I could not clearly understand how RNNs and Transformers handle inputs and outputs of varying sequence lengths (i.e. the window sizes Tx and Ty).
Request some clarity on this. Thanks in advance for the help.
Which assignment / exercise are you referring to?
Not referring to any specific assignment. Take a basic translation task for example or sentiment classification problem on a set of product reviews. The input sequences and maybe even the output sequences can be of varying lengths. Just want to understand how do RNNs and Transformers handle this.
Hey @Amit_Bhartia,
One of the simplest ways is to set a fixed length for all the inputs. To the best of my knowledge, this is pretty much the only way discussed in any of the assignments.
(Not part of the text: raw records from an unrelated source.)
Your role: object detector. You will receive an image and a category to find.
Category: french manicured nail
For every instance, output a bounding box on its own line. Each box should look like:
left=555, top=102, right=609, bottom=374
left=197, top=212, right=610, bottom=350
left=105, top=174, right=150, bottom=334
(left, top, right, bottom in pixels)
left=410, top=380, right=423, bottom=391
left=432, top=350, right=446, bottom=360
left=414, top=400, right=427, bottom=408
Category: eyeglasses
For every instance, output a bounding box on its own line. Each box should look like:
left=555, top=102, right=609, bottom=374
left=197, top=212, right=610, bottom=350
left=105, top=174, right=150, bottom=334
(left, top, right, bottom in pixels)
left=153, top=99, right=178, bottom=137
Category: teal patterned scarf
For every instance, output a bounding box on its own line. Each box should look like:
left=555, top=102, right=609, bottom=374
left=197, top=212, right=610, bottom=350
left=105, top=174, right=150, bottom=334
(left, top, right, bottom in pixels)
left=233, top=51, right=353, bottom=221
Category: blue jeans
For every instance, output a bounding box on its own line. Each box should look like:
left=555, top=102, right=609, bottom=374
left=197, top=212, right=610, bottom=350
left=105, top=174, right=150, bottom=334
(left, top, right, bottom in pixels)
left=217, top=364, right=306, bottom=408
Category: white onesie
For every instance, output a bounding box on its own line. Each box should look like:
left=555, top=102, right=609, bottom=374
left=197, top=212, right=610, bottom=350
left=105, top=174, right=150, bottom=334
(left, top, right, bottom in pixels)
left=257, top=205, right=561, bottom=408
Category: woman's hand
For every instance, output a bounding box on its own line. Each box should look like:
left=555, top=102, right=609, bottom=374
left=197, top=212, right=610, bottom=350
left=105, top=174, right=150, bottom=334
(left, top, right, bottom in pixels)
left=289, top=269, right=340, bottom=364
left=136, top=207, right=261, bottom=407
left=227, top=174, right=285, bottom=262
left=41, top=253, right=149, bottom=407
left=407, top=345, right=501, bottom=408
If any input is shorter than the fixed input length, pad it with zeros or something else as per the requirements. If the input is longer than the fixed input length, then trim it to have the fixed input length, and voila, you get inputs of the same size. I hope this helps.
Regards,
Elemento
Hi @Elemento,
Thanks for replying. Yes, your explanation does shed some light on it.
In the “Dinosaur Island” assignment, the inputs (and outputs Tx = Ty) were of different character lengths and there was no padding or truncating performed.
Even when we inspect the underlying building blocks (functions) of the rnn model used in that assignment, since Tx = Ty, the model simply loops over Tx for fwdprop and Ty for backprop. It led me to believe that RNNs can handle varying sequence lengths without any padding or truncating.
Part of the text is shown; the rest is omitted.